In 1874, Mary married Thomas Wade Foott, with whom she lived for three years in Bourke, New South Wales. In 1877, her husband took her up-country, to the Paroo River in South West Queensland. Her experiences there are described in one of her poems, "New Country", and her next seven years in that country had a great influence on her writings. Her husband died in 1884 through over-work and exposure during a drought of that year, when their losses of stock were so great that Mrs Foott was faced with selling her interest in the property and moving to Toowoomba, Queensland.
In July 1885, Foott went to Rocklea, near Brisbane, where she opened a private school, which supported her family. In the same year she published a first volume, Where the Pelican Builds and Other Poems, and began to do journalistic work for The Queenslander and the Brisbane Courier. In 1887, she joined the staff of The Queenslander, where she wrote under the pseudonym "La Quenouille", but several stories also appeared in her own name. These have never been collected. Morna Lee and Other Poems, largely a reprint of her first volume, was published in 1890. Foott continued her literary work for many years at Brisbane, and from 1907 at Bundaberg, Queensland, where she died in October 1918.

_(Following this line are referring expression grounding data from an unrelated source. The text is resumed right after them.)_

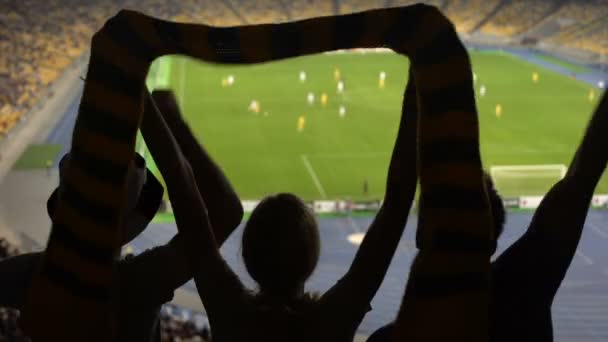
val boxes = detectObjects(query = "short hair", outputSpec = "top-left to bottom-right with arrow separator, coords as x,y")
242,193 -> 320,297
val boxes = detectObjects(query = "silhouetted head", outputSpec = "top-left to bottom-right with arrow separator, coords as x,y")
484,172 -> 506,243
242,193 -> 320,299
47,152 -> 164,245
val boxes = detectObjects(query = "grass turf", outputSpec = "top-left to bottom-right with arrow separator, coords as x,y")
13,144 -> 62,169
142,50 -> 606,200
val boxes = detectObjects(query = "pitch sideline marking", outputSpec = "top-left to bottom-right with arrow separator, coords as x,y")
347,216 -> 363,234
301,154 -> 327,199
576,249 -> 594,265
588,221 -> 608,239
346,217 -> 364,246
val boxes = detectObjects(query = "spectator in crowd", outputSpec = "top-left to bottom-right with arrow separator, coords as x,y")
5,2 -> 608,341
140,62 -> 417,341
385,6 -> 495,340
160,305 -> 211,342
368,63 -> 608,342
0,92 -> 243,340
0,237 -> 28,341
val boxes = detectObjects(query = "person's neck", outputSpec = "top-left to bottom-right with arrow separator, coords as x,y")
261,286 -> 305,303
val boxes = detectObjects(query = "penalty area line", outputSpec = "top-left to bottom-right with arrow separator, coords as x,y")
301,154 -> 327,199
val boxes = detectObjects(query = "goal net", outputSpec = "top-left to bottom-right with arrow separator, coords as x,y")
489,164 -> 568,196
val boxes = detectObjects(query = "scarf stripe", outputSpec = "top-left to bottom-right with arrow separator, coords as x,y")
22,5 -> 492,341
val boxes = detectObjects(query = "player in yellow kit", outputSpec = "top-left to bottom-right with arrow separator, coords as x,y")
496,103 -> 503,118
334,67 -> 341,82
379,71 -> 386,89
297,115 -> 306,132
532,71 -> 539,83
321,93 -> 328,106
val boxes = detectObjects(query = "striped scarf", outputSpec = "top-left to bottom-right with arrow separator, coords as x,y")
21,4 -> 492,341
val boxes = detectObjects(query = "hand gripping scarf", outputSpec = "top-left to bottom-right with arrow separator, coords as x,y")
21,4 -> 494,341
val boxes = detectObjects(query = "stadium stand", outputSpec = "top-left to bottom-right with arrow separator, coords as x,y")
0,0 -> 247,139
480,0 -> 560,38
388,0 -> 446,11
288,0 -> 335,20
167,0 -> 242,26
227,0 -> 289,24
547,1 -> 608,41
160,305 -> 211,342
443,0 -> 502,34
544,0 -> 608,56
339,0 -> 386,14
2,0 -> 608,140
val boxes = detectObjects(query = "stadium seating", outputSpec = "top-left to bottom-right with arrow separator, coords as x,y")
570,24 -> 608,56
228,0 -> 289,24
339,0 -> 386,14
288,0 -> 334,21
1,0 -> 607,137
0,0 -> 245,137
481,0 -> 563,38
546,0 -> 608,56
160,304 -> 211,342
443,0 -> 501,34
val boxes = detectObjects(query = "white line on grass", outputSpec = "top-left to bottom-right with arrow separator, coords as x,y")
588,221 -> 608,239
300,154 -> 327,199
575,249 -> 594,265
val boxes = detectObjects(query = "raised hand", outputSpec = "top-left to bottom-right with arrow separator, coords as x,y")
150,90 -> 243,244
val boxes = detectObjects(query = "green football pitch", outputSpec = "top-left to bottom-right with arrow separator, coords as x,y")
141,50 -> 607,200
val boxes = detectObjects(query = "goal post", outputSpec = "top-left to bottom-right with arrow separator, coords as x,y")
489,164 -> 568,196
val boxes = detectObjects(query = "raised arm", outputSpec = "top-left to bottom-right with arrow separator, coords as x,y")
140,92 -> 244,317
392,7 -> 494,342
493,91 -> 608,300
122,90 -> 244,304
150,89 -> 243,241
321,68 -> 418,318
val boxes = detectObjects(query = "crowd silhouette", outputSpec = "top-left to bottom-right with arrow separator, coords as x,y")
0,3 -> 607,341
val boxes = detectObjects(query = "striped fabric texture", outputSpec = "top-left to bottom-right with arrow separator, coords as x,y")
21,4 -> 493,341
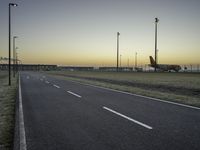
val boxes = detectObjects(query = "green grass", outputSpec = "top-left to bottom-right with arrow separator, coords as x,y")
0,71 -> 17,150
46,71 -> 200,107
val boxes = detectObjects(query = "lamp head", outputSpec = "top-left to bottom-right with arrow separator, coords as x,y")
10,3 -> 18,7
155,18 -> 159,23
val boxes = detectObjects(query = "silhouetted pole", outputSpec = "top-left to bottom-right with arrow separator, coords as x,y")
16,52 -> 18,72
120,54 -> 122,67
135,52 -> 137,68
15,47 -> 19,72
117,32 -> 120,71
13,37 -> 15,77
13,36 -> 18,77
8,3 -> 17,85
155,18 -> 159,72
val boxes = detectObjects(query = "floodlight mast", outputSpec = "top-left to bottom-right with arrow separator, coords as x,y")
154,17 -> 159,72
11,3 -> 18,7
13,36 -> 18,77
117,32 -> 120,71
135,52 -> 137,68
120,54 -> 122,67
8,3 -> 18,85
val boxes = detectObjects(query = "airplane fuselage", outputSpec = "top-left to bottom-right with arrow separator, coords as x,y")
149,56 -> 181,72
151,64 -> 181,72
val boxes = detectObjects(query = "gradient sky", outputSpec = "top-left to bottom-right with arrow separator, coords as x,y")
0,0 -> 200,66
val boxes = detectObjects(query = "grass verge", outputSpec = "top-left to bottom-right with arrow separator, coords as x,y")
0,72 -> 18,150
46,71 -> 200,107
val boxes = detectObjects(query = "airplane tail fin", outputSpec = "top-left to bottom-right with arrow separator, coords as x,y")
149,56 -> 156,66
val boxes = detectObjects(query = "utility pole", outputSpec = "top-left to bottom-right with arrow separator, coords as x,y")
135,52 -> 137,68
117,32 -> 120,71
155,18 -> 159,72
120,54 -> 122,67
8,3 -> 18,85
16,52 -> 18,72
13,36 -> 17,77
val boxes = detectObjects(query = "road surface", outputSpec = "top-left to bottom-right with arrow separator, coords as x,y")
19,71 -> 200,150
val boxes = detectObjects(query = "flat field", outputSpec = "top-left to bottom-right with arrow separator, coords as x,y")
47,71 -> 200,107
0,71 -> 17,150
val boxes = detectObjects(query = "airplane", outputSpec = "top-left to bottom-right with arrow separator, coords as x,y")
149,56 -> 181,72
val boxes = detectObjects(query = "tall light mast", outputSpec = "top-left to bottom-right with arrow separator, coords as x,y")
155,17 -> 159,72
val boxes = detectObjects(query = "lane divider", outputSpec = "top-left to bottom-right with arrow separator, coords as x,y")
40,78 -> 82,98
103,106 -> 153,130
53,84 -> 60,89
45,81 -> 50,84
67,91 -> 82,98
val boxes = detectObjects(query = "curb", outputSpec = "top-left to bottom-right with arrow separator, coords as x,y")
13,76 -> 20,150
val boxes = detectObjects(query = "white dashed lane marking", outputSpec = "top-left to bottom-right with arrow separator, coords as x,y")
67,91 -> 82,98
103,106 -> 153,130
53,84 -> 60,88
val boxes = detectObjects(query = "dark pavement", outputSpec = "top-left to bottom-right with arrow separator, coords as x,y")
20,71 -> 200,150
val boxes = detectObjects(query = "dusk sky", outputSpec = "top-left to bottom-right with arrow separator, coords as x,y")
0,0 -> 200,66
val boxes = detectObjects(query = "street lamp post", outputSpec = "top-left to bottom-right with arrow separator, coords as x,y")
8,3 -> 18,85
135,52 -> 137,68
154,17 -> 159,72
13,36 -> 18,77
120,54 -> 122,68
117,32 -> 120,71
15,47 -> 19,72
16,53 -> 22,72
16,52 -> 18,73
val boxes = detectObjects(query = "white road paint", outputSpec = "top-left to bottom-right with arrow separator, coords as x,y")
67,91 -> 82,98
103,106 -> 153,130
43,76 -> 46,78
45,81 -> 50,84
26,76 -> 29,79
19,74 -> 27,150
40,78 -> 43,81
69,80 -> 200,110
53,84 -> 60,88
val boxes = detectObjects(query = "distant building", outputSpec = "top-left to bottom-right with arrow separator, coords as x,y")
59,66 -> 94,71
0,64 -> 57,71
99,67 -> 133,71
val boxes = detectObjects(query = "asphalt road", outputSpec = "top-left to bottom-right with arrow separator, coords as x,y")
20,71 -> 200,150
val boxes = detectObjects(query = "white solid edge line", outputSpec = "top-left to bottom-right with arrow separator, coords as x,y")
67,91 -> 82,98
68,80 -> 200,110
53,84 -> 60,88
19,73 -> 27,150
103,106 -> 153,130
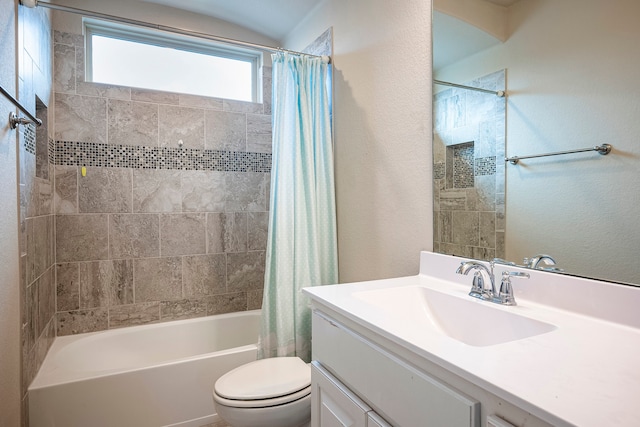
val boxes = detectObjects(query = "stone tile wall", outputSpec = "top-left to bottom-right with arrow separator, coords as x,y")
52,31 -> 272,335
433,70 -> 506,261
17,5 -> 54,425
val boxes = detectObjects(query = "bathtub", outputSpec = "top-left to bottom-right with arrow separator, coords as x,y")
29,310 -> 261,427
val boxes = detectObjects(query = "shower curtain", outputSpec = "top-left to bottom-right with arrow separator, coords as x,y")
257,52 -> 337,363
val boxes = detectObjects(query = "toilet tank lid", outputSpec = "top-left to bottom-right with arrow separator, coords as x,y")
214,357 -> 311,400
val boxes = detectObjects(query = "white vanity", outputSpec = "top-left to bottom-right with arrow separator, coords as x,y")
303,252 -> 640,427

Foott's published verse was small in quantity but usually of good quality. One of her several bush ballads, entitled "Where the Pelican Builds", appears in most Australian anthologies.[2]
Foott's younger son, Arthur Patrick Foott, was a journalist, who enlisted in the 1st Australian Pioneer Battalion in 1916. A private, he was killed in action at Passchendaele in September 1917.[3] She was survived by her other son, Brigadier-General Cecil Henry Foott, CB, CMG, who was born on 16 January 1876, educated as an engineer, and served with distinction in the Great War, being mentioned six times in dispatches. He commanded the 4th Division A.M.F. in 1929–1931, and died on 27 June 1942.
Foott Street in the Canberra suburb of Garran is named in Mary Hannay Foott's honour.[4]